Could this be a fresh creative template for film-makers seeking to rescue other popular sci-fi sagas that have fallen into disrepute? Is it really possible to fix someone else’s movie by incorporating its abject failures into one’s own, glorious latter-day entry?


We could be about to find out, given the imminent arrival in cinemas of the (frankly exciting) new Alien episode: Romulus. The debut trailer suggests a return to the minimalistic, visceral slasher-in-space thrills of Ridley Scott’s 1979 Alien – director Fede Alvarez has even been hinting he has something up his sleeve to equal the chestburster scene – but with a side-order of something that will feed into the veteran British film-maker’s ill-fated latterday return to the same universe, the overly portentous, ultimately damned 2012 and 2017 entries Prometheus and Alien: Covenant.

“[Romulus] … is connected to all of them,” Alvarez told the Hollywood Reporter. “I love all of those movies. I didn’t want to omit or ignore any of them when it comes to connections at a story level, character level, technology level, and creature level. There’s always connections from Alien to Alien: Covenant.”

All great, until we recall that Scott still reigns supreme over the Alien universe, and that if you are an up-and-coming film-maker hoping to be handed the keys to the Nostromo, you had probably better make sure you don’t despoil the big man’s last two celluloid efforts.

Romulus does, though, already have an air of vacuum-sealed, acid-blooded hype around it. The trailer is great, and Alvarez is talking the talk. The new movie will be set between Alien and James Cameron’s more testosterone-fuelled sequel, 1986’s Aliens, which alone gives it a weird (yet irresistible), air of authenticity. There is a feeling that Alvarez really would have to have some nerve to come between two such titans of science fiction cinema and somehow fail to bring his A-game.
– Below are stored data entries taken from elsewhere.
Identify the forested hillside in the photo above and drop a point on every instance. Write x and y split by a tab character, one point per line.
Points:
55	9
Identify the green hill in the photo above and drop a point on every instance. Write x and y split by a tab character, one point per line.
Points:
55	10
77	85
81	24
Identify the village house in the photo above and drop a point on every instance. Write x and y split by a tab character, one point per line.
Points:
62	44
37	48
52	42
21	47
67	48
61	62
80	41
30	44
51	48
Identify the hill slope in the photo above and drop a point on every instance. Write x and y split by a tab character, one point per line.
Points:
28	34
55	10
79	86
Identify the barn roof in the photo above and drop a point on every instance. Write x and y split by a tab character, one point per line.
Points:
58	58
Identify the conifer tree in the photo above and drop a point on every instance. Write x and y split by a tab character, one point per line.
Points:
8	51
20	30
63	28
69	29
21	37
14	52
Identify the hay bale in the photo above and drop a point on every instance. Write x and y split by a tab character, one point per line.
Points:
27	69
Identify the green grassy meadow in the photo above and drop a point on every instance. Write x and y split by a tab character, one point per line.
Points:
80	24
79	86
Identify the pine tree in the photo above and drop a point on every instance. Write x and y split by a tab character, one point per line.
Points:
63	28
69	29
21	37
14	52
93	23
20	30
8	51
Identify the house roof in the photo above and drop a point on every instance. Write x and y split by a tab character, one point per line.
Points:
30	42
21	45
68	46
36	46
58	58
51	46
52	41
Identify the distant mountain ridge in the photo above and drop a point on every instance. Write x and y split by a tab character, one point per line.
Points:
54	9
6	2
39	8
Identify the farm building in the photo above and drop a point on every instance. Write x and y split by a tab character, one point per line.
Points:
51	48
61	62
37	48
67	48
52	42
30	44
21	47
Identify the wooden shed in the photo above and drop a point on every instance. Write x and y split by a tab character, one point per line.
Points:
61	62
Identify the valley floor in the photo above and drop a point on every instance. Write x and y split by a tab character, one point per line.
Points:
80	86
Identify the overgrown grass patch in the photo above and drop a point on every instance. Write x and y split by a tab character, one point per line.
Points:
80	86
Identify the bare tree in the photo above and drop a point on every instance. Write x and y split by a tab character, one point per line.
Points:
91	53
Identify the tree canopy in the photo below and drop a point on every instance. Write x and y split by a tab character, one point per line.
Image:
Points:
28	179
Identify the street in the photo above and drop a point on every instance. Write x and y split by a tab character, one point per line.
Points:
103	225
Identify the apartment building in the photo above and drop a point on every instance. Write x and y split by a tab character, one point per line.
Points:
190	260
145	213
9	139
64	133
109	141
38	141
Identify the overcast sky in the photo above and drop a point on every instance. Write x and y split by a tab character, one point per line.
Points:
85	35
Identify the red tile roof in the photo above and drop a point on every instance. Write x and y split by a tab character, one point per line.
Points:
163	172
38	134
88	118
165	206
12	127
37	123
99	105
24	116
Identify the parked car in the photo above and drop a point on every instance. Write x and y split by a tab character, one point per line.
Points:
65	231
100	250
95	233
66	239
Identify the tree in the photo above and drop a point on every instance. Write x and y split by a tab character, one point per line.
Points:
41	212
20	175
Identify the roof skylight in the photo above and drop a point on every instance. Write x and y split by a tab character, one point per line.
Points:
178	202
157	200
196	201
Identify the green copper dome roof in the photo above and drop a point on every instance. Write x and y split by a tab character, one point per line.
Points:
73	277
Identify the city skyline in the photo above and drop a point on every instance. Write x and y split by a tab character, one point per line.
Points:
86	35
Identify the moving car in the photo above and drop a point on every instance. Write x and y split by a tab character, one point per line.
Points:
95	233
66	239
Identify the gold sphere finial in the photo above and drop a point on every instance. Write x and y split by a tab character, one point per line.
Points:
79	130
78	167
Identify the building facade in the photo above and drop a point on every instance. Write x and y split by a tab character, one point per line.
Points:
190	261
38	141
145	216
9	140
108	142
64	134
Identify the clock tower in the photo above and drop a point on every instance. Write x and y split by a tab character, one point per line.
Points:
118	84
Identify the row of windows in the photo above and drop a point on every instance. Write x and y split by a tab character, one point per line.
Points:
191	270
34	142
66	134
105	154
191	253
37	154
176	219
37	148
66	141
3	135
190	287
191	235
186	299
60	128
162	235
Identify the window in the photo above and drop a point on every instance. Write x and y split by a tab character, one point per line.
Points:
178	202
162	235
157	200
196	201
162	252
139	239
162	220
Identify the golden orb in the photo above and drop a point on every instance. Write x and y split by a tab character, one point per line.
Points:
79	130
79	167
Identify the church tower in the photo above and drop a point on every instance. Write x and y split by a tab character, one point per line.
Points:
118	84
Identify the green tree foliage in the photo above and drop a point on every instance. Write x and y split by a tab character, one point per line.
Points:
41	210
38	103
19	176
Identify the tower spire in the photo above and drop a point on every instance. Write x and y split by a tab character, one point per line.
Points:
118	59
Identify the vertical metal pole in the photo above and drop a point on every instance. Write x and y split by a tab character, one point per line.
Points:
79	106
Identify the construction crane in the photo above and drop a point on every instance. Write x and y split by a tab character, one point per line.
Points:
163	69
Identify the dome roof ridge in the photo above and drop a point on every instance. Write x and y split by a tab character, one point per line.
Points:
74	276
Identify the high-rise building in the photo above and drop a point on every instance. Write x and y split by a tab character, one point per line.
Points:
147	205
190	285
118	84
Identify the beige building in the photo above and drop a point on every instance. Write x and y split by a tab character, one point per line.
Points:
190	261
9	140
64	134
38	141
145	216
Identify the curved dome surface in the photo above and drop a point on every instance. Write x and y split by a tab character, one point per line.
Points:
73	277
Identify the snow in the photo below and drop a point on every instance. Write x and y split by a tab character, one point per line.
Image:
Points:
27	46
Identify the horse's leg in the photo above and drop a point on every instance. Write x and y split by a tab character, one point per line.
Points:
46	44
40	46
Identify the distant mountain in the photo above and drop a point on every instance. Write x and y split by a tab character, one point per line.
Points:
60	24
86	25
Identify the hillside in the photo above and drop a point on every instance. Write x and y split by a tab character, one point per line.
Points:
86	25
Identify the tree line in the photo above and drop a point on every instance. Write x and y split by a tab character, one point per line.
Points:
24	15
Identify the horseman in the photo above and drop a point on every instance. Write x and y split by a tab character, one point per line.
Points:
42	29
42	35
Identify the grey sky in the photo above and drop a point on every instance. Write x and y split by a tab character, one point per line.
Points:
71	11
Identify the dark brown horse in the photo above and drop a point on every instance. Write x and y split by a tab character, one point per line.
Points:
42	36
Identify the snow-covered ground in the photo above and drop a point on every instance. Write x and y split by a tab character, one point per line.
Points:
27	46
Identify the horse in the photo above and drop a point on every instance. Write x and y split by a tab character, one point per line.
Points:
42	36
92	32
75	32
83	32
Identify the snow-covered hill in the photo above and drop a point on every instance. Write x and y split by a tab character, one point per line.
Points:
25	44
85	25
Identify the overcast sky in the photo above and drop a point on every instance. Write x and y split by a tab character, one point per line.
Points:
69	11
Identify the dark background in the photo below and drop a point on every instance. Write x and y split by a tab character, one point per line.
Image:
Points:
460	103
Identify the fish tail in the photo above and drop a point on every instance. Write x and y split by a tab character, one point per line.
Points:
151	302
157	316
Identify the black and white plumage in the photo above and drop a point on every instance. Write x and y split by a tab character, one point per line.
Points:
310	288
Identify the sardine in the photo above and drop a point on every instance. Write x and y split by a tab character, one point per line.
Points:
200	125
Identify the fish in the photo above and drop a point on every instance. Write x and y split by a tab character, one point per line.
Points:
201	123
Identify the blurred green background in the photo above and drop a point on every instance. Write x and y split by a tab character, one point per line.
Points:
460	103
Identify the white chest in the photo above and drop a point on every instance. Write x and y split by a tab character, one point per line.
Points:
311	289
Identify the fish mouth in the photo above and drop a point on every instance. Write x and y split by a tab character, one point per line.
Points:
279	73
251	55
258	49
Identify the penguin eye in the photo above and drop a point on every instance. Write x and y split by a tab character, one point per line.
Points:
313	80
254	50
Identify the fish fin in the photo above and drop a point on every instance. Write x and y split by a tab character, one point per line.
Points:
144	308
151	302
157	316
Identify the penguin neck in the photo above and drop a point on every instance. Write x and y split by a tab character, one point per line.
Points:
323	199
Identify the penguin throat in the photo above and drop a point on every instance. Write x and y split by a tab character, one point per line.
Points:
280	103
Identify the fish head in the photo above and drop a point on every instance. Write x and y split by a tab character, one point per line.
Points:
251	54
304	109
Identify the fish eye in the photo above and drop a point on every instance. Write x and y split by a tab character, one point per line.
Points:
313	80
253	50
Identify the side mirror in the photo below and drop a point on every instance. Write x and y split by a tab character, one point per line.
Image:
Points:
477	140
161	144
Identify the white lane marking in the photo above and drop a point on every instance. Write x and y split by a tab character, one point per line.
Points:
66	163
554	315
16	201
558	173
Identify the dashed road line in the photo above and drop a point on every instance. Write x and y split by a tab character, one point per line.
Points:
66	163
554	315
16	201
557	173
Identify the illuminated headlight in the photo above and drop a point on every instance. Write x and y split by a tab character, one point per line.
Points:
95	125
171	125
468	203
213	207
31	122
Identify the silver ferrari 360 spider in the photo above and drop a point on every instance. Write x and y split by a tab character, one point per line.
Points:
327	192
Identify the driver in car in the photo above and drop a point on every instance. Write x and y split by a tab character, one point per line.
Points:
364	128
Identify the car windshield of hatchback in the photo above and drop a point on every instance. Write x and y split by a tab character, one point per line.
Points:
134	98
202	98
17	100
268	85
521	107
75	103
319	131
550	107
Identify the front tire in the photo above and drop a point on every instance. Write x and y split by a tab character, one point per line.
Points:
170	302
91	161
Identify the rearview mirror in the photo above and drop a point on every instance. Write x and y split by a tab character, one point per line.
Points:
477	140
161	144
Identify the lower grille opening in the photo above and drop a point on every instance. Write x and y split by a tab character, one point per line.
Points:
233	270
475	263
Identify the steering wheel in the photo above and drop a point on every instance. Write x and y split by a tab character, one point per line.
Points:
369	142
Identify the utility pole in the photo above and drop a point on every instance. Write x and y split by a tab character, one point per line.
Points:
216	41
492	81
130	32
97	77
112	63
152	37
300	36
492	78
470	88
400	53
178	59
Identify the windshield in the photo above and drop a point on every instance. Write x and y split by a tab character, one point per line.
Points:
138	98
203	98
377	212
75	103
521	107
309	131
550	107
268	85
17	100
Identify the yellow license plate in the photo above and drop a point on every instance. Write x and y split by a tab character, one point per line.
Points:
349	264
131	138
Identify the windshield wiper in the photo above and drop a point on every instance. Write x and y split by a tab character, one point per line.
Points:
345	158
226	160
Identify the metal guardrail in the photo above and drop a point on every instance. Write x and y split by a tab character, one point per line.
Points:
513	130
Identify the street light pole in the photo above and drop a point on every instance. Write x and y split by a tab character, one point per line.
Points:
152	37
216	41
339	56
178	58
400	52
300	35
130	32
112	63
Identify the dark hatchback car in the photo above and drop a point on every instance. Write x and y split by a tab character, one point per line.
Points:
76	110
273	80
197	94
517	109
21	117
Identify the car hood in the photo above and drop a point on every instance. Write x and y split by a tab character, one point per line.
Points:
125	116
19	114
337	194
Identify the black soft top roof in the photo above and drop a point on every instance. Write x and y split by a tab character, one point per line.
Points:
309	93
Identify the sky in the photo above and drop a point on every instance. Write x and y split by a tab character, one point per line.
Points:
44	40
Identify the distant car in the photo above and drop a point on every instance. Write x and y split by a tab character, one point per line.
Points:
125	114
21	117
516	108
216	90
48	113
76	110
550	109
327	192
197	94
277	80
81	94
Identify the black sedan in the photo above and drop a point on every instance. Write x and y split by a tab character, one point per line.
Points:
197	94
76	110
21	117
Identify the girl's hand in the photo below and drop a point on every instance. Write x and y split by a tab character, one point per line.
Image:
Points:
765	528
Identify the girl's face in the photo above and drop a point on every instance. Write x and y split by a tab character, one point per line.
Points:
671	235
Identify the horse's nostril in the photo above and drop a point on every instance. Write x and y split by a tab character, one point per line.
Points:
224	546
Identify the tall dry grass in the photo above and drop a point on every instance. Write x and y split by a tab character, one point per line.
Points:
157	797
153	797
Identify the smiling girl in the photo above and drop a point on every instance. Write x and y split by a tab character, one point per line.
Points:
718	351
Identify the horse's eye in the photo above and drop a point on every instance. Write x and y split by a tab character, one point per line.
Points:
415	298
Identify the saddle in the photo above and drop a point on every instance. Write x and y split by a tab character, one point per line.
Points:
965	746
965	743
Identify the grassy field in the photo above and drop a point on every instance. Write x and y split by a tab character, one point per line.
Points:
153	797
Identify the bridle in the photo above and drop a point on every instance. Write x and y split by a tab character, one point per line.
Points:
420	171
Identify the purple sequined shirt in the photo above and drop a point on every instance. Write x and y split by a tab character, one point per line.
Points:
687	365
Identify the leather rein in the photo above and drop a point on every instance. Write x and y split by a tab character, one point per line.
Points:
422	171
That the new movie’s premise is based on a deleted scene that Cameron eventually included in his special edition take on Aliens only makes it more tantalising. “There’s a moment where you see a bunch of kids running around the corridors of this colony. And I thought: ‘Wow, what would it be like for those kids to grow up in a colony that still needs another 50 years to terraform?’” Alvarez told Hollywood Reporter. “So I remember thinking, ‘If I ever tell a story in that world, I would definitely be interested in those kids when they reach their early 20s.’”

From movies based on plot holes, then, to movies based on deleted scenes. If there were ever an even more voracious beastie out there than the xenomorph, it might perhaps be Hollywood itself, which eats everything, including its own detritus.

And yet this one still feels promising, so long as David the Android doesn’t turn up at some point to explain in excruciating detail how he hand-crafted the xenomorphs from genetic plasticine, and we can avoid meeting Scott’s pointlessly prosaic Engineers ever again. If the blimmin’ Predators turn up, or someone tries to bring back a clone of Ellen Ripley, we’ll know in about five seconds that something has gone terribly, terribly wrong.